Abstract
It is important to accurately estimate performances of a hydraulic fractured well, because it will be utilized to evaluate various completion parameters and furthermore to establish a future development plan. Shale gas reservoirs with fracture networks have high initial production rates but show drastic production decline as reservoirs are depleted by production. One of the reasons behind this phenomenon is an increased effective stress during production resulting in fracture closures. Gas mainly flows through hydraulic and natural fracture networks, so the fracture closures cause permeability reduction in the flow areas. In typical hydraulic fracturing operations, proppants are injected with fracturing fluid and placed in the fracture networks. Proppants play a crucial role to keep an induced hydraulic fracture open and retain a well productivity. However, only small portion of the fracture networks are filled with proppants (propped fracture) and the rest exist without proppants (unpropped fracture). Therefore, fracture closures of these regions are quite different. In this article, we have investigated to identify the combined effect of fracture closure and proppant placement on production estimation of a shale gas well. A numerical model has been developed to mimic well performances in Horn River Basin, BC, Canada. We have used pressure-dependent correlations based on experiments to consider fracture permeability alteration with changing reservoir pressure. Proppant placements are described using a fracture propagation model and this enables to classify a whole reservoir into sub regions such as propped, unpropped fracture, and matrix. By comparing with different cases, this article shows that reasonable results on gas production estimation are accomplished when considering fracture closure and proppant placement effects together.
Keywords
Introduction
Reservoir characterization is the process of figuring out reservoir parameters of interest by integrating available data. It is essential for decision making and reservoir management. There have been many studies for conventional or channel reservoirs (Jung and Choe, 2012; Kang et al., 2016; Kim et al., 2016; Lee et al., 2014). However, these methods are not easily applicable for shale gas reservoirs with horizontal drilling and multi-stage fracturing.

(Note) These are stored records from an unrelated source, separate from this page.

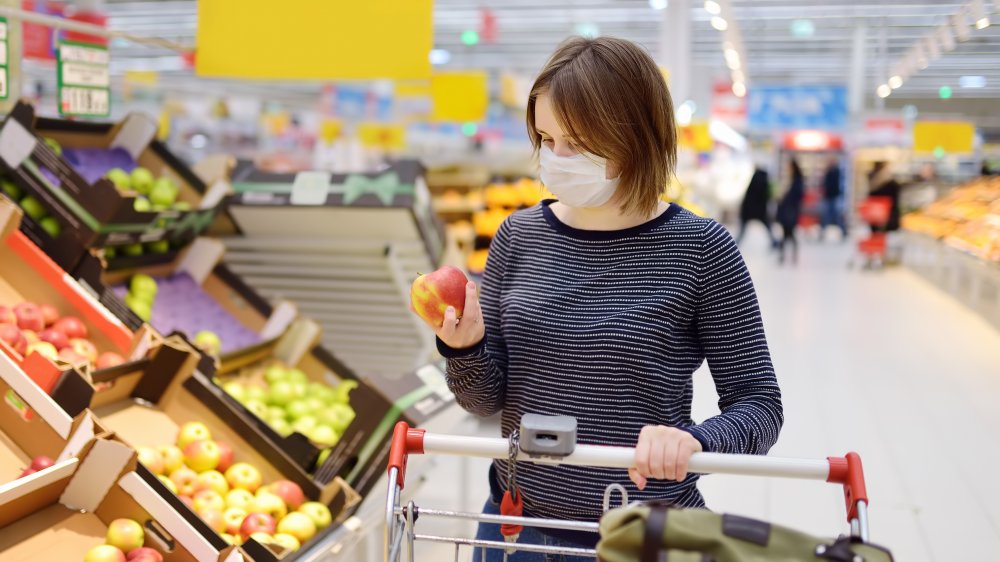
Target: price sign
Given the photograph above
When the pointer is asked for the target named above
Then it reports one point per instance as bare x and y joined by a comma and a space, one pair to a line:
84, 80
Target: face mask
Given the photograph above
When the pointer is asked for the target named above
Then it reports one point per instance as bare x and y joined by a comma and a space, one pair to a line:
578, 181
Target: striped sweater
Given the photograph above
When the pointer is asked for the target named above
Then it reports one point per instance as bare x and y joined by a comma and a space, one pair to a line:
609, 327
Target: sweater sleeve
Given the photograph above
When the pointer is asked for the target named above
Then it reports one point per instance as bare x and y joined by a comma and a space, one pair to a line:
478, 375
731, 335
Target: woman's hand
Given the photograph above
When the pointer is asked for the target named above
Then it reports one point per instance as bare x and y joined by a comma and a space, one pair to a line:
465, 332
663, 453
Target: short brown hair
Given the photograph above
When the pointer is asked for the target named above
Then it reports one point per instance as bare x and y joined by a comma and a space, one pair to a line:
610, 97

Hydraulic fracturing jobs have made it possible to economically develop extremely low permeability reservoirs such as shale (Jang and Lee, 2015). Injection pressure above the closure stress of matrix generates hydraulic fractures and dilates pre-existing natural fractures. Created fractures act as a conductive pathway for gas transportation associated with the rock matrix and natural fracture network.
However, shale reservoirs show drastic production declines against conventional reservoirs as the result of fracture closure during reservoir depletion. Although proppants are placed in the fracture networks to avoid fracture closure, experimental studies show that fracture width will be reduced with increasing effective stress. It consequently results in the loss of fracture permeability (Abass et al., 2007; Fredd et al., 2001).
Many experimental studies have been conducted to measure effects of stress on changes of fracture permeability. Fredd et al. (2001) performed laboratory experiments with fractured sandstone cores from east Texas Cotton Valley and presented conductivity variations depending on the proppant concentration and strength. Abass et al. (2007) showed experimental results of stress-dependent permeability for matrix including natural fractures and hydraulic fractures with proppants in a carbonate formation.
Bustin et al. (2008) investigated the permeability of shale cores and concluded that the permeability varies by several orders with effective stress. Chen et al. (2015) derived a correlation between fracture permeability and effective stress and verified the correlation with experimental permeability data from Devonian and Western Canada sedimentary basin shales. They also converted the stress-dependent permeability correlation to a pressure-dependent one under the assumptions of uniaxial strain and constant overburden stress. Above studies are focused on permeability variation of shale rocks by considering the rock with only pre-existing natural fracture not hydraulic fractures.
Besides, simulation studies have been conducted to estimate performances of shale reservoir considering permeability loss due to fracture closure. Ali and Sheng (2015) used a pressure-dependent permeability correlation as a matching parameter and adjusted it for matching of production data from a single well in Haynesville shale, USA. They applied single correlation to the whole fracture networks which means that they did not take into consideration the difference of fracture closure aspects in propped and unpropped regions.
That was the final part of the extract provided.